I graduated college in 2010, a few months before the Great Recession “officially” ended. Things didn’t just go back to normal though. Unemployment was still high (nearly 10%. In late 2017 it’s 4.3%). Underemployment was even worse.
That summer, armed with a newly acquired B.F.A., I moved back home and made plans to work for a year while making art and applying to graduate programs. I wasn’t all that diligent about looking for work and had little interest in starting a “career” – I’d be gone after a year anyways.
So I ended up with a job as an associate at a fast-casual restaurant. I started at $7.25 an hour, 35-40 hours a week. I could start paying on my student loans (probably around $65,000 when I graduated) and save some money, and the job wasn’t too demanding so I had time and energy to make work on the side.
Fast forward a year. I’ve applied to a couple of graduate programs, and saved a little bit of money and started paying down my loans. I don’t know exactly what happened – probably a combination of things. A shift lead position opened up, with an increase to $10.25 an hour, and I had come to the realization that the main reason I had considered graduate school was that for arts graduates, teaching is probably the most stable way to support yourself.
It would have cost another $30-40k that I didn’t have, and I didn’t really like the idea of teaching. I’d made a ton of work on my own, and figured I’d be happier having a day job and making work in my free time. It was great motivation – I’d leave work knowing that I didn’t want to do that for the rest of my life – that I wanted to do, and leave, something more.
So I took the shift lead job and entered the world of restaurant management.
A year later, I became an Assistant Manager, and things changed. I made a lot more money, but I was on salary so I worked a lot more hours – easily 50-60 a week, and plenty of times 70. My side projects faded and my finances got slightly better – I paid off my federal student loans and was down to the privates (hehe). I bought a new to me car and took on more debt but had a plan to pay it off early. I was contributing to a 401k and was saving money by still living at home. I’d met someone and was planning to move somewhere new – a fresh start….
That fresh start was life changing. I’ve written about it before(link), and retelling it here would be too long of a detour. So in short, I ended up back with the same company for more money. I also discovered Financial Independence, which completely changed how I viewed my job.

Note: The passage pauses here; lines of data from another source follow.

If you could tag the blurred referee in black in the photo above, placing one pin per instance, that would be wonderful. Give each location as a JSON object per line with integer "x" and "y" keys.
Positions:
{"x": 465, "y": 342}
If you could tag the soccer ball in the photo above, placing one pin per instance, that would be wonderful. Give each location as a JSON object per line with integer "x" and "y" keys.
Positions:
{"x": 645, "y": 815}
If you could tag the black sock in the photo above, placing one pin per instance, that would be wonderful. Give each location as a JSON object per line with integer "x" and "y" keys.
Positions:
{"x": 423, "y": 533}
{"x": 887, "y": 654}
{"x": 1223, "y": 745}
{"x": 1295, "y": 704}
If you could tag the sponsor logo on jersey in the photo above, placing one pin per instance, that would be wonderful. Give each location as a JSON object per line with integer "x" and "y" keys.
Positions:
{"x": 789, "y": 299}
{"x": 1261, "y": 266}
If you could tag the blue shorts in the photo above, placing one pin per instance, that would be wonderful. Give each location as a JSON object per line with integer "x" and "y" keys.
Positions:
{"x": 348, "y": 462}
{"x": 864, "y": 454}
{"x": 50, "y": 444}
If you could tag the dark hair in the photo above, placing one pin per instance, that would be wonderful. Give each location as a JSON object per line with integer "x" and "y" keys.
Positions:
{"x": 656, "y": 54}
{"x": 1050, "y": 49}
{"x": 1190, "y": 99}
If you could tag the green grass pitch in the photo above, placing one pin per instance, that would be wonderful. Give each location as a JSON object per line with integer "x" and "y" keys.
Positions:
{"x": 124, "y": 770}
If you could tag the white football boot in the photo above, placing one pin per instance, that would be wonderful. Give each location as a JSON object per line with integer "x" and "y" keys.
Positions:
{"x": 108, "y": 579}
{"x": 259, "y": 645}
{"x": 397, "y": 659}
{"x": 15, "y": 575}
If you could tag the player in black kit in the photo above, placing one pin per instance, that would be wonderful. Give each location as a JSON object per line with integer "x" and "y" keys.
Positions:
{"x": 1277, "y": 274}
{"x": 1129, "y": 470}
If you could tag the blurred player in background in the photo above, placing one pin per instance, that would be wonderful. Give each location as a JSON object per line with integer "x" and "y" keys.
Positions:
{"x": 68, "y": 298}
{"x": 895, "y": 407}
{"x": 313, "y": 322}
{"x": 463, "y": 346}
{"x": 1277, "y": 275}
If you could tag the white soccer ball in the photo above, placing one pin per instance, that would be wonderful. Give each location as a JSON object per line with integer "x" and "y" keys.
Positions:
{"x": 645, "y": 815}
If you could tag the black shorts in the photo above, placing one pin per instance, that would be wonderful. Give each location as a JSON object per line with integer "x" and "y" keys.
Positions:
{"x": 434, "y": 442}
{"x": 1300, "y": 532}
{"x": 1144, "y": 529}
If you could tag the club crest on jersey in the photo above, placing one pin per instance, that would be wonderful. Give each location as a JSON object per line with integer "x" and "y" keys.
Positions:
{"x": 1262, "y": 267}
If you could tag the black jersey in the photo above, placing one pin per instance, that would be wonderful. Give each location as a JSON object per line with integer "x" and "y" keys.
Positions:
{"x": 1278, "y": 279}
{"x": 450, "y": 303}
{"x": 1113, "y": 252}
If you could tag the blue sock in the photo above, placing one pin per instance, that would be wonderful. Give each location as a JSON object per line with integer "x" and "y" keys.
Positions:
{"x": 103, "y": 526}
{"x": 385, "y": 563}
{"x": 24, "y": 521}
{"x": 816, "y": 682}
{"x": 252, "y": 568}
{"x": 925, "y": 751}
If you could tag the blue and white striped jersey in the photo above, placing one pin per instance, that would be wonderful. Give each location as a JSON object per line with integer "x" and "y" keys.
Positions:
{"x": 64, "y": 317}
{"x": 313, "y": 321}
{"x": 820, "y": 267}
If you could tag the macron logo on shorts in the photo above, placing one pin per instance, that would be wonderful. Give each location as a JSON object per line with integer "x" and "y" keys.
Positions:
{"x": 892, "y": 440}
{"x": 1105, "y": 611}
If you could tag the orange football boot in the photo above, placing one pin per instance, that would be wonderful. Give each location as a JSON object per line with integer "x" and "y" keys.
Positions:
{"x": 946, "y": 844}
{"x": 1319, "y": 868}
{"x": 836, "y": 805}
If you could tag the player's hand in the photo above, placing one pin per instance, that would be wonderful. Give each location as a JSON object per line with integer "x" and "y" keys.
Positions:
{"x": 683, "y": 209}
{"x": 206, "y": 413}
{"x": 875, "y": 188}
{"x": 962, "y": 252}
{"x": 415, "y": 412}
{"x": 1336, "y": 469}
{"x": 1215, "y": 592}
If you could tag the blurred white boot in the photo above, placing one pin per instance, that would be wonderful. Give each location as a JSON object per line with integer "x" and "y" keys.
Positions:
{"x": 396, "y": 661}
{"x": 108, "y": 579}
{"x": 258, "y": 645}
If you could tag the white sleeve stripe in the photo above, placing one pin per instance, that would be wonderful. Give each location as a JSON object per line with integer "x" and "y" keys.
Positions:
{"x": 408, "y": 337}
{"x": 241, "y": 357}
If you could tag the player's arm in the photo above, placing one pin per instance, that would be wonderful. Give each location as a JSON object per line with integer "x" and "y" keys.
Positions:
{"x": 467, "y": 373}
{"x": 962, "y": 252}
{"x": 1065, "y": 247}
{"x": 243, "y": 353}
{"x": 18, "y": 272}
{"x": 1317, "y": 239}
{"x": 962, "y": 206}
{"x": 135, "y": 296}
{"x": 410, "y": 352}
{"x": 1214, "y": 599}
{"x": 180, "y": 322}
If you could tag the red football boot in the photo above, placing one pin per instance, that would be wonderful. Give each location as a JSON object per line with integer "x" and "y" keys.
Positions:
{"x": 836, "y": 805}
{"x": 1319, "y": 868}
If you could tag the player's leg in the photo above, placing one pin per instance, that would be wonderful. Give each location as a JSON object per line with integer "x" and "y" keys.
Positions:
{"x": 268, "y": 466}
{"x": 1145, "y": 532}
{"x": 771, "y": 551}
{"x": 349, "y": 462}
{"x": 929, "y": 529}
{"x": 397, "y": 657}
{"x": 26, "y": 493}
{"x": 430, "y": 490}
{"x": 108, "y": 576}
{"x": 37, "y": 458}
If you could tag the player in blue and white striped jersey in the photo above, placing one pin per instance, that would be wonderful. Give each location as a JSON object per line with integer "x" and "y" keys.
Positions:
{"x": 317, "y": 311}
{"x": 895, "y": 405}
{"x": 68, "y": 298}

It’s given me options. When I was younger, I think I pursued my interests pretty freely. As freely as I could with that much debt. I didn’t picture myself working as a restaurant manager when I graduated college. 3 years ago I thought I’d get out for good – find an office job somewhere, maybe for the state government with nice hours and little stress.
I’d be lying if I said I didn’t feel defeated when I came back to food service after my savings ran out. It felt like the easy way out. It felt like I was settling, like I didn’t take enough risks or try hard enough. Maybe that’s still a little true now.
But I don’t look at my job the same way. The more I save, the more temporary it feels. God help me if I had to do this until I’m 65. But it’s fine when I’m 28. I like where I work. It’s comfortable, even though a lot of days are still challenging. It’s familiar. In the last couple of years I’ve been able to compartmentalize it – to leave work at work, and get a lot more out of my free time than 4 years ago, even though I work similar hours. I’m sure that comes with any job. When you’re in it long enough that you don’t have to think about it too much, that you’ve seen pretty much everything, and you know it like the back of your hand.
Oh yeah, and I’m still an AM. No desire to be a store manager, or anything more than that. I know the money’s better, but the work/life balance is way worse. I’ve thought about it, and even done a few months of it. Not for me. I know what “enough” is for me. Enough money, enough stress, enough material possessions and time and energy.
I’ve said it before: I don’t have an end date in mind. No magic number I’m saving towards. Just more freedom, acquired slowly, both today and years from now.
Food service isn’t the career I thought I’d have. And it’s not the career I picture myself having in the future.
Right now it’s just work. And it works.